The service starts at 10:00 a.m., but Ms. Sharon wants me at her house by nine so I can ride with the family to the church. With a heavy sigh, I drag myself up from the sofa, turning off the lights as I head to the bedroom. I try to be quiet, not wanting to wake Victor, who’s staying the night, but as soon as I slip into my room, he stirs, pulling back the sheets for me.
“Sorry I woke you,” I whisper, climbing into bed beside him.
“I didn’t even hear you get up,” he mumbles, his voice thick with sleep. He wraps his arms around me, pulling me close, his bare chest warm against my back. My heart clenches painfully, and I squeeze my eyes shut, trying to push away the tears.
“I can’t sleep.” The thought of tomorrow looms over us, a suffocating weight in my bedroom. Seeing Esme’s body in a casket—can I handle that? I skipped the viewing today on purpose, not ready to face the reality of her death. But my dad went to pay his respects. He told me she looked like herself, as if she were just sleeping.
If only that were true. But when I see her body tomorrow, in the dress that I helped pick out, I’ll know that this is real and not just some never-ending nightmare.

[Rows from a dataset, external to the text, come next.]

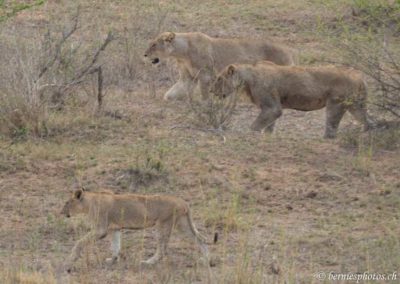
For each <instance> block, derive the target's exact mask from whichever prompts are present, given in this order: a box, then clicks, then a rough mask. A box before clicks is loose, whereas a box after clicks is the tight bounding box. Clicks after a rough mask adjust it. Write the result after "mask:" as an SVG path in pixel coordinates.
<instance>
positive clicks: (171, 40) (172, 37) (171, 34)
mask: <svg viewBox="0 0 400 284" xmlns="http://www.w3.org/2000/svg"><path fill="white" fill-rule="evenodd" d="M174 38H175V33H167V34H166V35H165V37H164V40H165V41H167V42H172V41H173V40H174Z"/></svg>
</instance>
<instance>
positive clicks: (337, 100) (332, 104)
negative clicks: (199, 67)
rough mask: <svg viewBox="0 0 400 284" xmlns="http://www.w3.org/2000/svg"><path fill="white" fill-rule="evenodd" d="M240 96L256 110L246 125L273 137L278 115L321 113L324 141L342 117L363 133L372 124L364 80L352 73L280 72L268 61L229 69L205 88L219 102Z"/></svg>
mask: <svg viewBox="0 0 400 284" xmlns="http://www.w3.org/2000/svg"><path fill="white" fill-rule="evenodd" d="M239 91H241V92H244V93H246V94H247V96H248V97H249V98H250V100H251V101H252V102H253V103H254V104H255V105H257V106H258V107H260V109H261V113H260V114H259V116H258V117H257V119H256V120H255V121H254V122H253V124H252V125H251V128H252V129H253V130H255V131H263V130H264V129H266V130H267V131H269V132H272V131H273V129H274V124H275V120H276V119H278V118H279V117H280V116H281V115H282V109H295V110H300V111H312V110H318V109H321V108H324V107H326V127H325V135H324V137H325V138H335V137H336V132H337V128H338V126H339V123H340V120H341V119H342V117H343V115H344V113H345V112H346V111H349V112H350V113H351V114H352V115H353V116H354V117H355V118H356V119H357V120H358V121H359V122H361V123H362V124H363V125H364V130H368V129H369V128H371V127H372V126H373V124H374V122H373V121H372V120H371V119H370V118H369V117H368V115H367V111H366V99H367V86H366V83H365V81H364V78H363V75H362V73H361V72H359V71H357V70H354V69H352V68H345V67H335V66H321V67H299V66H279V65H276V64H274V63H272V62H268V61H263V62H257V63H256V64H231V65H229V66H227V67H226V68H225V69H224V70H223V71H222V72H221V73H220V74H218V76H217V79H216V80H215V81H214V83H213V85H212V86H211V88H210V93H213V94H214V95H216V96H218V97H220V98H225V97H226V96H229V95H231V94H233V93H237V92H239Z"/></svg>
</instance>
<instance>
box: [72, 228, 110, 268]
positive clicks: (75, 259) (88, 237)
mask: <svg viewBox="0 0 400 284" xmlns="http://www.w3.org/2000/svg"><path fill="white" fill-rule="evenodd" d="M106 235H107V231H106V230H104V229H102V230H96V231H91V232H89V233H88V234H86V235H85V236H84V237H83V238H81V239H80V240H79V241H77V242H76V244H75V246H74V247H73V249H72V252H71V254H70V256H69V259H68V261H67V267H66V270H67V272H71V270H72V267H73V265H74V263H75V261H76V260H77V259H78V258H79V257H80V256H81V253H82V249H83V248H84V247H85V246H86V245H87V244H88V243H89V242H90V241H93V240H99V239H102V238H104V237H105V236H106Z"/></svg>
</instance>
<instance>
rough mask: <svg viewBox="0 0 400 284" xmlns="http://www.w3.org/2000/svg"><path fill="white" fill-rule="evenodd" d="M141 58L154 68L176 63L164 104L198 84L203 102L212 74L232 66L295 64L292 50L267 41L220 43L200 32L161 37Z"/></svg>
mask: <svg viewBox="0 0 400 284" xmlns="http://www.w3.org/2000/svg"><path fill="white" fill-rule="evenodd" d="M144 56H145V57H146V59H148V60H150V61H151V62H152V63H153V64H157V63H159V62H160V60H161V59H166V58H173V59H176V62H177V65H178V71H179V80H178V82H176V83H175V85H173V86H172V87H171V88H170V89H169V90H168V91H167V92H166V93H165V95H164V99H166V100H167V99H171V98H175V97H180V96H182V95H185V94H188V93H189V92H190V91H191V90H193V89H194V86H195V84H197V83H198V85H199V87H200V92H201V94H202V97H203V98H206V97H207V95H208V88H209V86H210V84H211V83H212V81H213V79H214V78H215V72H219V71H221V70H222V69H223V68H224V67H225V66H227V65H229V64H232V63H254V62H256V61H258V60H270V61H272V62H275V63H276V64H279V65H294V63H295V59H294V54H293V51H292V50H291V49H289V48H288V47H285V46H283V45H281V44H278V43H276V42H274V41H272V40H270V39H268V40H254V39H222V38H213V37H210V36H208V35H206V34H203V33H199V32H194V33H172V32H164V33H161V34H160V35H158V36H157V37H156V38H155V39H154V40H153V41H152V42H151V43H150V45H149V48H148V49H147V50H146V52H145V54H144Z"/></svg>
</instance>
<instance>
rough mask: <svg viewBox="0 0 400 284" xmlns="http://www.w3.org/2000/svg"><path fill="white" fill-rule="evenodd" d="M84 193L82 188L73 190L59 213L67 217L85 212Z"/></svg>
mask: <svg viewBox="0 0 400 284" xmlns="http://www.w3.org/2000/svg"><path fill="white" fill-rule="evenodd" d="M84 195H85V194H84V190H83V189H77V190H75V191H74V193H73V194H72V196H71V198H70V199H68V200H67V202H65V205H64V207H63V209H62V211H61V214H62V215H64V216H66V217H67V218H69V217H71V216H72V215H76V214H79V213H84V212H85V206H84V205H83V199H84Z"/></svg>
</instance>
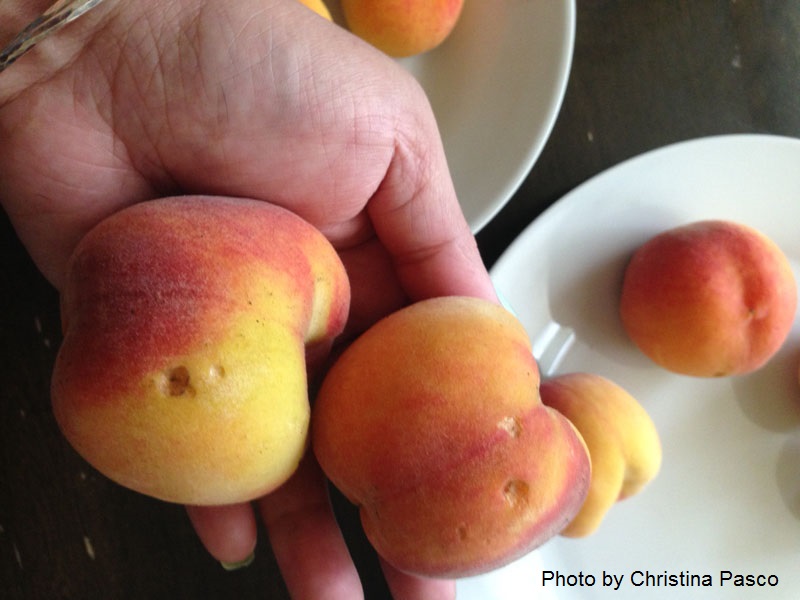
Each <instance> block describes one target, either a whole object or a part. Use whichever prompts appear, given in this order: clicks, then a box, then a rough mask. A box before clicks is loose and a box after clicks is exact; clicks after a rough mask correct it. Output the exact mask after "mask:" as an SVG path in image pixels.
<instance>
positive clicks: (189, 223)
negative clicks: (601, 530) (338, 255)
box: [52, 197, 796, 577]
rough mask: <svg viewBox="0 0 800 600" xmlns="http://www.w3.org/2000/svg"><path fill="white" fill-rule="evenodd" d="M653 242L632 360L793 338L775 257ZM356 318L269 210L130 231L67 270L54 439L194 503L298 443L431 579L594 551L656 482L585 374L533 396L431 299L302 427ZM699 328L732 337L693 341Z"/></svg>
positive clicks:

Victor presses a gentle kiss to the back of my head, his arm tightening around me. I nestle into his embrace, desperately seeking comfort. Every moment, I’m reminded of Esme’s absence and the wreckage of our friendship, and it feels like the grief might swallow me up.
“We don’t have to sleep. We can talk if you want,” he says, breaking the silence.
“I don’t want to talk.” More like, I’m not ready to talk.
The mattress shifts as Victor lifts his head. “What about a movie?” he suggests.
I shake my head, turning to face him. Concern and sadness swim in his eyes. I know he’s hurting too, even though he tries to hide it, wanting to be strong for me.
“I don’t want to do that either,” I say, caressing his jaw.
His body relaxes under my touch as if it’s been wound up tight—the two weeks without us kissing or him being buried inside of me filling him with tension. A low groan escapes him when I press my mouth to his, my tongue flicking against his lips, seeking entrance.
Victor’s hand slides up my back, his fingers tangling in my hair as he deepens the kiss. Rolling us over, he presses me into the mattress, and I respond by wrapping my legs around his waist, pulling him closer. His lips trail down my neck, each kiss a whisper of desire against my skin. Craving more, I arch into him, hooking my arms around his neck. He feels so good against me, his hard cock grinding into me through our underwear.
For a second, it almost falls away—my grief, my guilt. But there’s a war of emotion in my head that I can’t run away from. Not even when Victor’s hand slips into my underwear, his fingers sliding between my wetness. As he rubs on my clit to pull an orgasm out of me, unwanted tears burst out of me instead. I bury my face into the crook of his neck, sobbing.
He immediately withdraws his hand, his focus shifting from seduction to comfort as he kisses all over my tear-drenched face. “It’s okay,” he soothes, gently rolling us over so that I’m on top of him, my head buried in his chest and my tears soaking his skin as he holds me close.
The overcast sky outside seems to mirror the heaviness of the day as we prepare for Esme’s funeral.